Onze eigen dwaasheid verderft ons leven en dan is ons hart boos op God (Spr. 19:3). Wij stellen Hem aansprakelijk, alsof Hij de oorzaak van onze verzoekingen is. Dat beweren wij niet altijd openlijk, maar eerder via een omweg. Wij verklaren onze zonde, door toedoen van “de vrouw die Gij aan mijn zijde gesteld hebt” en van “de slang heeft mij verleid” (Gen. 3:10-13).

Wij zijn niet boosaardig, maar zij maken ons kwaad. Wij zijn niet verslaafd, maar zij geven ons te weinig aandacht, waardoor wij met een innerlijke nood zitten die niet bevredigd kan worden. Wij hebben het niet gedaan. Het waren de anderen. Het was de duivel. De oorzaken zijn: onze omstandigheden, onze slechte opvoeding, het noodlot, alles behalve wijzelf.

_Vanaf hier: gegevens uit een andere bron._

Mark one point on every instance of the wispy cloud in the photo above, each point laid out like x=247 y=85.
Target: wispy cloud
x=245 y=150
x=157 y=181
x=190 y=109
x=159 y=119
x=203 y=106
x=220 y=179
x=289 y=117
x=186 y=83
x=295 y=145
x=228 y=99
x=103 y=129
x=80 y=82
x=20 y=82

Wij schuiven de verantwoordelijkheid op mensen, geestelijke wezens, omstandigheden en onze menselijke natuur, ons ziek lichaam, allen en alles door God geschapen. Waarom gaf Hij mij geen andere vrouw? Waarom heb ik die vervelende collega? Waarom heb ik last van seksuele drang? Het antwoord van de dwaas is dat God al die dingen gemaakt heeft, toelaat en er niets aan verandert. De eindverantwoordelijke voor mijn verzoeking is… God.

Laat echter niemand, als hij getest wordt, zeggen: Ik word door God verzocht (Jak. 1:13).